China Aims to Boost Small Enterprise Sector as Property SlumpsBy
As the Chinese economy continues to slow, hit by falling property prices and a cooling manufacturing sector, China’s leaders are doubling down on policies that support private business and particularly small and micro-enterprises. The hope is that stronger companies will create jobs and bolster flagging growth.
From Oct. 1 through the end of 2015, enterprises with less than 30,000 yuan ($4,885) in monthly revenue will no longer have to pay value-added or business tax, up from a 20,000 yuan revenue ceiling before, China’s State Council announced on Thursday. Small and micro-firms are the “main force” of development, the “main channel” for job creation, and an “important source of innovation,” said a statement released after the cabinet meeting, which was presided over by Premier Li Keqiang, reported the China Daily.
The move follows an April State Council announcement of a decision to halve the business tax on companies with annual income of less than 100,000 yuan, which will run until the end of 2016. Other recent reforms include simplifying administrative approvals or outright canceling them for 200 items, as well as making new business registration easier for small and large companies alike.

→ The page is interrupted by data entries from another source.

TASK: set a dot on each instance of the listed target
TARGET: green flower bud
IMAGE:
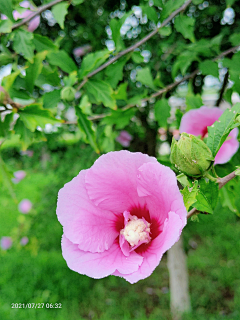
(68, 94)
(191, 155)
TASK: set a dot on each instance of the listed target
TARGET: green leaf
(92, 61)
(121, 92)
(33, 116)
(33, 70)
(207, 197)
(6, 8)
(59, 12)
(85, 126)
(169, 7)
(23, 43)
(120, 118)
(114, 72)
(42, 43)
(209, 67)
(6, 26)
(235, 39)
(162, 112)
(220, 130)
(115, 26)
(184, 60)
(165, 31)
(185, 25)
(62, 60)
(145, 77)
(102, 92)
(137, 57)
(5, 125)
(190, 195)
(5, 59)
(5, 178)
(85, 105)
(76, 2)
(193, 101)
(8, 81)
(51, 99)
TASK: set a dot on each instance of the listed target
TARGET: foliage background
(37, 272)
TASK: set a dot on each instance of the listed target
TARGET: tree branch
(136, 45)
(36, 13)
(221, 183)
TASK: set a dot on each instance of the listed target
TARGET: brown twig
(135, 46)
(224, 85)
(221, 183)
(36, 13)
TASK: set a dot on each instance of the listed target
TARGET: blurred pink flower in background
(196, 122)
(19, 175)
(120, 216)
(81, 51)
(24, 241)
(25, 206)
(124, 138)
(6, 243)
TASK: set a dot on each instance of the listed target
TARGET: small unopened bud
(68, 93)
(191, 155)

“This has lowered the threshold for starting businesses and removed restrictions on them, thus giving a great boost to business development in the whole country,” said the 59-year-old Li in a speech (PDF) last week in Tianjin. So far this year, more than 8 million new businesses have been registered, the premier added.
As well as policies aimed at lowering the burden on new businesses, efforts will be made to provide more financing to small companies, the State Council announced. Subsidies and other incentives will be offered to banks that lend to smaller enterprises, and China will accelerate the creation of new banks that focus the bulk of their business on this sector.
“There are a large number of small and micro-businesses, and it’s difficult for banks to verify their assets. It’s more risky for banks to offer them loans than to large companies,” Yang Yiyong, a researcher at the National Development and Reform Commission, told the China Daily. “But offering loans to these businesses is a social responsibility that the government is persuading banks to take on.”
Still, welcoming new businesses won’t work as long as powerful, well-connected state enterprises maintain their privileged position. “China will not reap the full benefit of policies encouraging startups until it deregulates markets to make it possible for these new firms to compete with and displace larger and state-owned firms. That means removing barriers to companies exiting the market, as well as to entering it,” Andrew Batson, China research director at Gavekal Dragonomics, wrote in the China Economic Quarterly on Sept. 4.